Benchmark Manipulation Litigation

Benchmark Manipulation cases often concern legal actions founded upon violations of both the Antitrust and the Commodities laws.  The Firm has taken an active role in the bench-mark manipulation cases, and is representing a class of purchasers of preferred securities in LIBOR Based Financial Instruments Antitrust Litig. (MDL 2262 S.D.N.Y.); is one of the counsel in the Euribor Manipulation case, Sullivan v. Barclays LLC (13-2811 S.D.N.Y.); and is working closely with lead counsel in In re: North Sea Brent Crude Oil Futures Litig. (13-md-2475 S.D.N.Y.).

The Firm also represents clients in In re Foreign Exchange Benchmark Rates Litigation (13-7789 S.D.N.Y.); In re Aluminum Warehousing Antitrust Litigation (13 MD 2481); and In re Commodity Exchange, Inc. Gold Futures and Options Trading Litig.  (MDL 2548).

 

Pay For Delay Litigation

Pay for Delay Litigation is a subset of the firm’s antitrust practice.  The Firm represents Union Health and Welfare Benefit Funds (HWBF) which are third party payors which pay all or part of the price of pharmaceutical drugs on behalf of their members.  If the HWBF pays all or part of the cost of a drug for its union members, the HWBF has been financially damaged as a result of the brand drug manufacturer keeping an FDA approved generic off the market.

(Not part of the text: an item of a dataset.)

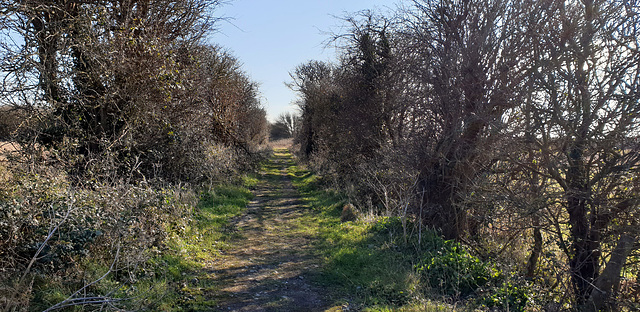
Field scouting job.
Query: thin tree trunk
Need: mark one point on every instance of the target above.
(609, 279)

Brand-named drugs cost significantly more than generic drugs, but the manufacturers of the brand named drugs have a legal monopoly as long as the patent for the drug is in force.  Over the last few years, the drug manufacturers have concocted schemes to keep generic drugs off of the market in order to have their drug sold as the sole marketed drug.  This suppression of generic drugs has been the subject of a number of lawsuits asserting facts demonstrating that a particular generic drug should have been allowed on the market and alleging the presence of an illegal monopoly.

The Firm is active in cases involving anti-competitive schemes to keep generic drugs off the market.  Currently the Firm is on the executive committee in In Re Actos End Payor Antitrust Litig. (1:13-cv-09244 S.D.N.Y. ), and represents HWBF clients in In re Niaspan Antitrust Litig. (13-cv-2460 E.D. Pa.); In re Aggrenox Antitrust Litig. (MDL 2516 D. Conn.); In re Lidoderm Antitrust Litig. (MDL 14-md-2521); and In re Solodyn Antitrust Litig. (MDL 2503).  

The Firm also represents consumer end users in In re Lipitor Antitrust Litig. (MDL 2332 D.N.J.) and pharmacy class members in In re Skelaxin (Metaxalone) Antitrust Litig. (MDL 2343 E.D. Tenn.).